I just googled "semen solvent" and got nothing. there has to be something that will wash this shit off!
I see a marketing opportunity
So i just bought beer on a credit card, using a fake ID, while wearing my nametag from work. All 3 have different names on them. God i love my boobs.
is it too much to get a jumbo margarita in a sippy cup right now?
Well since its impossible for me to swallow a pill this big I'm making wine slushies out of them
His wife made me pancakes and let me borrow a clean shirt. Should I drop his class or use this to my advantage
Fuck underwear.
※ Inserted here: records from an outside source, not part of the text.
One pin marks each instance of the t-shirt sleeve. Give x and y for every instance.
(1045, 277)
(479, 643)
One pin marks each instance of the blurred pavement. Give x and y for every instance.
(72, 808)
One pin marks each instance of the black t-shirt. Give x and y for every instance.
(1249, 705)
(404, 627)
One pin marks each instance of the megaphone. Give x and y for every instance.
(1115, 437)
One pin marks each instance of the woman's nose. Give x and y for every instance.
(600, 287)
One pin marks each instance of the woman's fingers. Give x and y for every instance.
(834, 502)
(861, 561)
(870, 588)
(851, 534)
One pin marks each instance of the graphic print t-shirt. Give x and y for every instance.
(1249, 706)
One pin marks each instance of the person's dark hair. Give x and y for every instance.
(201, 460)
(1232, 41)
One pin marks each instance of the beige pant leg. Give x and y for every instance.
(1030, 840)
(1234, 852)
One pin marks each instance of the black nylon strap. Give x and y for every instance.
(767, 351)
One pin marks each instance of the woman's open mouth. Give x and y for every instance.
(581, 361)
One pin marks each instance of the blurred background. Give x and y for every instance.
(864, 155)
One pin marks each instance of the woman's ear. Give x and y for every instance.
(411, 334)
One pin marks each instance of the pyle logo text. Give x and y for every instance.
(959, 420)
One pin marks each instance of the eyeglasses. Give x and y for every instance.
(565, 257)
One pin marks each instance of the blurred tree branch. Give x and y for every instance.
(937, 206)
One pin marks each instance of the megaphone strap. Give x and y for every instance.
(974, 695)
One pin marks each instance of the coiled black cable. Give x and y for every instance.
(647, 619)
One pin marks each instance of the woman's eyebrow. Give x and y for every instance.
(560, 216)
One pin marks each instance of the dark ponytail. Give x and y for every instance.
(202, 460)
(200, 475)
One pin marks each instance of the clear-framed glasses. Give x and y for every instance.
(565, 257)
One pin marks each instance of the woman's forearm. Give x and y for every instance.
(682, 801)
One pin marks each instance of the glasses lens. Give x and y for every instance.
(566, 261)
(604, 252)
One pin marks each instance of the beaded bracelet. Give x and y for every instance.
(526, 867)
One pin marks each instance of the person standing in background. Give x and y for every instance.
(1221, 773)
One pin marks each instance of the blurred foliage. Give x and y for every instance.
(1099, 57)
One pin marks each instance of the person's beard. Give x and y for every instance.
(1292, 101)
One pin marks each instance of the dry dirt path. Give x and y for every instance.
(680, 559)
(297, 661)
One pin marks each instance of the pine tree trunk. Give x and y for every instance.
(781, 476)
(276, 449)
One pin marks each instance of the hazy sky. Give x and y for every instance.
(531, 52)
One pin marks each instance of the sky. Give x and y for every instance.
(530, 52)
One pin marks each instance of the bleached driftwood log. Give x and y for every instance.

Let's get stoned and eat ravioli.
Well I guess I'll go shower now and wash all the stripper off.
I never forget a pussy, even blackout me gives me that memory.
The whole bar erupted and in happiness and confusion as I went on about pancakes.
Trust me.. Might look gay.. Might feel gay... But I could snap your neck with my inside thighs bro
Who told you that acid and Jurassic World was a good idea?
dont remember, but I'm pretty sure I was convinced that the hybrid dinosaur was satan the whole time. It was actually very spiritual
He told me he was gonna go wash a trailer and somehow I ended up eating vodka fruit with children in a green bean field.
How bad was it?
Stopped drinking Sunday, hungover on Tuesday bad.
I am naked, and drinking straight gin with a flat tonic chaser. I had such greater hopes for myself as a child.
yea...tonic water is fucking gross.
Shit facedness and cuddling are what you have to look forward to this evening.